Oh, it does. 640x480 x 500 quads x 60 fps = 9.2e9 pixels/second.

That’s 28 Gbyte/sec at 3 bytes/pixel or 37 Gbyte/sec at 4 bytes/pixel; depending upon the width of the memory bus and the clock rate that could realistically be saturating the memory bandwidth. That could explain why the “GPU utilization” says “low”. Early-depth optimisation won’t help in this case, as you’d just be replacing writes to the colour buffer with reads from the depth buffer.

If you’re comparing the triangle counts against a game, games aren’t drawing a thousand 640x480 triangles per frame.

I see, so in other words, a more realistic scenario would be to draw these triangles in some distance, or at least smaller?

Well, the bigger question is why you’re drawing so many triangles, all of which are overlapping, that close to the screen? Or more to the point: what are you drawing?

Yes. A more realistic test would keep the overdraw (the average number of times any given pixel is drawn) in single figures.

Real programs make some effort to ignore parts which can’t be seen, so the total fill rate is limited to some low multiple of the number of screen pixels.

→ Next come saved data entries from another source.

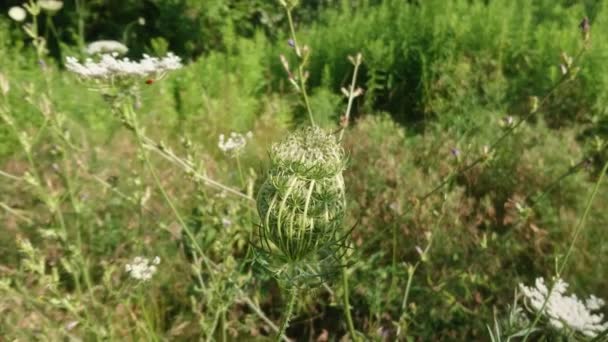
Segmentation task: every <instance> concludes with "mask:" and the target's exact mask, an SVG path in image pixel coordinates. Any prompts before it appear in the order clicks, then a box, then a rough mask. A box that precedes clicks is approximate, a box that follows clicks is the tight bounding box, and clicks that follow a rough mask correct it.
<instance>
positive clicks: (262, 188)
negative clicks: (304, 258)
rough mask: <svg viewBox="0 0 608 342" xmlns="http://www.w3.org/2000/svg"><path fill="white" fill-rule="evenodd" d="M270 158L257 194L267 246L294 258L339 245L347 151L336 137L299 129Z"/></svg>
mask: <svg viewBox="0 0 608 342" xmlns="http://www.w3.org/2000/svg"><path fill="white" fill-rule="evenodd" d="M270 158H271V168H270V170H269V172H268V176H267V178H266V181H265V182H264V184H263V185H262V186H261V188H260V190H259V192H258V196H257V207H258V213H259V215H260V219H261V221H262V226H261V234H260V235H261V241H262V245H263V246H264V247H265V248H266V249H267V250H268V251H275V250H278V251H280V253H281V254H282V256H285V257H287V259H289V260H291V261H294V262H295V261H300V260H303V259H304V258H306V257H307V256H308V255H310V254H314V253H315V252H318V251H319V250H321V249H327V248H328V246H330V245H332V244H335V242H336V239H337V236H338V235H339V232H340V231H341V229H340V228H341V227H342V220H343V218H344V213H345V207H346V205H345V197H344V179H343V177H342V171H343V169H344V164H345V163H344V153H343V150H342V148H341V147H340V145H339V144H338V142H337V140H336V139H335V137H334V136H332V135H331V134H329V133H327V132H325V131H323V130H322V129H321V128H318V127H311V128H307V129H304V130H301V131H297V132H295V133H292V134H291V135H290V136H289V137H287V138H286V139H285V140H284V141H283V142H281V143H279V144H276V145H274V146H273V147H272V148H271V150H270ZM273 246H274V247H273Z"/></svg>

I am just trying to prepare a simple framework (i.e. base-point) for further performance analysis of various shader code, GL settings, draw methods, etc.

Yes. Small triangles will be vertex-limited. But large triangles will be fragment-limited. One triangle has 3 vertices, but up to 1 million fragments, each of which takes separate attention from the gpu. Try making tiny triangles, and see if the speed shoots up.

Your application will be limited by vertex processing if the overhead of vertex processing exceeds any other form of processing done by the GL or the application. Saying “small triangles will be vertex-limited” is kind of nonsense. And even if your triangles are small, the likelihood of becoming limited by vertex processing for a few hundred triangles is still very low unless your application is very, very trivial and your fragment shaders do absolutely nothing than export a constant color. You cannot be sure of anything unless you get hard numbers, especially when stuff seems to be trivial.

Why up to 1 million? What if the triangle is large enough that it simply cover the whole screen after clipping? Does a full-HD fragment buffer only consist of 1 mio pixels? No.

[QUOTE=thokra;1254477]…
Why up to 1 million? What if the triangle is large enough that it simply cover the whole screen after clipping? Does a full-HD fragment buffer only consist of 1 mio pixels? No.[/QUOTE]

Oh. Newbie question: What is the maximum number of pixels a triangle could put to a “full-HD fragment buffer”? -thanks

A full-HD buffer usually has a resolution of 1920 x 1080 pixels. That’s a little higher than a million.

Are you using 1000 draw calls?

Nope. 1000 x 3 triangles via one DrawArrays.